Two more non-standard design choices. First — the model operates without an explicit timestep embedding: instead of telling the model which denoising step it is on, the model infers its current state directly from the noisy latent inputs. Second — per-head gating: the output of each attention head is weighted by a learned scalar coefficient passed through a sigmoid. Formally, the output of the h-th head is multiplied by σ(g_h), where g_h is a learned parameter. This improves numerical stability during training while adding minimal computational overhead.

How the model generates fast lip sync video

Generating high-resolution lip sync video from scratch is expensive — the token count grows quadratically with resolution. The authors address this through latent-space super-resolution: the base model first generates video at low resolution (256p), then a dedicated super-resolution module refines the latent in 5 additional denoising steps directly in latent space — without an extra encode-decode pass through the variational autoencoder (VAE). Audio participates in super-resolution as an auxiliary signal, which is especially important for preserving lip sync accuracy when upscaling from coarse base-resolution frames.

Additional optimizations include: the Turbo VAE decoder (a lightweight re-trained decoder that substantially reduces decoding overhead), full computation graph compilation via MagiCompiler (~1.2× speedup on H100), and DMD-2 distillation — the distilled model runs in just 8 denoising steps without classifier-free guidance (CFG).

The result: on a single H100, the distilled model generates a 5-second lip sync video at 256p in 2 seconds, at 540p in 8 seconds, and at 1080p in 38.4 seconds.

How to run lip sync generation yourself

The authors offer two ways to run the model locally. The first is Docker: the team has prepared a sandai/magi-compiler image with a pre-configured environment where you simply mount the model weights folder. The second is conda with Python 3.12 and PyTorch 2.9. Both require Flash Attention for the Hopper architecture and MagiCompiler — Sand.ai’s own computation graph compiler responsible for the 1.2× speedup on H100.

Once installed, the repository includes ready-to-run scripts for each mode: base model at 256p, distilled model (8 steps, no CFG), super-resolution to 540p, and super-resolution to 1080p — each runs with a single bash command. Weights need to be downloaded from Hugging Face and paths set in the config files under example/.

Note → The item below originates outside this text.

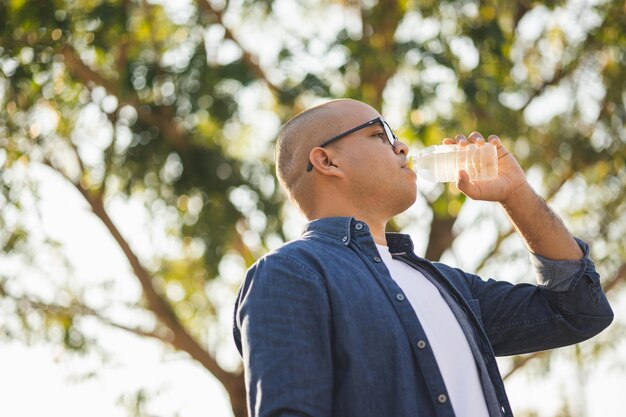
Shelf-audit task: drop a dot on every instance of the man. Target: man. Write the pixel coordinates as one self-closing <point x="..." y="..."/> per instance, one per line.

How well does lip sync quality hold up?

For video quality, the authors used the VerseBench benchmark with VideoScore2 metrics (visual quality, text alignment, physical consistency). For audio and lip sync quality, they evaluated on TalkVid-Bench using WER — the share of incorrectly transcribed words in generated speech, where lower means cleaner and more intelligible output. daVinci-MagiHuman leads on three out of four metrics, with a WER of 14.60% — nearly three times lower than Ovi 1.1’s 40.45%, reflecting substantially better lip sync and speech clarity.

Human evaluation results for daVinci-MagiHuman lip sync video generation vs Ovi 1.1 and LTX 2.3 — Pairwise human evaluation: 10 raters compared 2,000 pairs of clips on overall quality, lip sync, synchronization, and naturalness.

Beyond automatic metrics, the authors ran a pairwise human evaluation. Ten raters assessed 2,000 pairs of clips — 100 comparisons against each competitor per rater. daVinci-MagiHuman won 80.0% of comparisons against Ovi 1.1 and 60.9% against LTX 2.3.

Conclusion

daVinci-MagiHuman demonstrates that a single-stream architecture is not just simpler — it is also a more natural fit for lip sync generation, where speech and facial motion must be learned as a unified signal rather than fused after the fact. A single transformer is easier to optimize, easier to scale, and easier for the community to reproduce. The full stack released under Apache 2.0 — base model, distilled version, super-resolution module, and code — makes this especially valuable for researchers and developers working on lip sync video generation.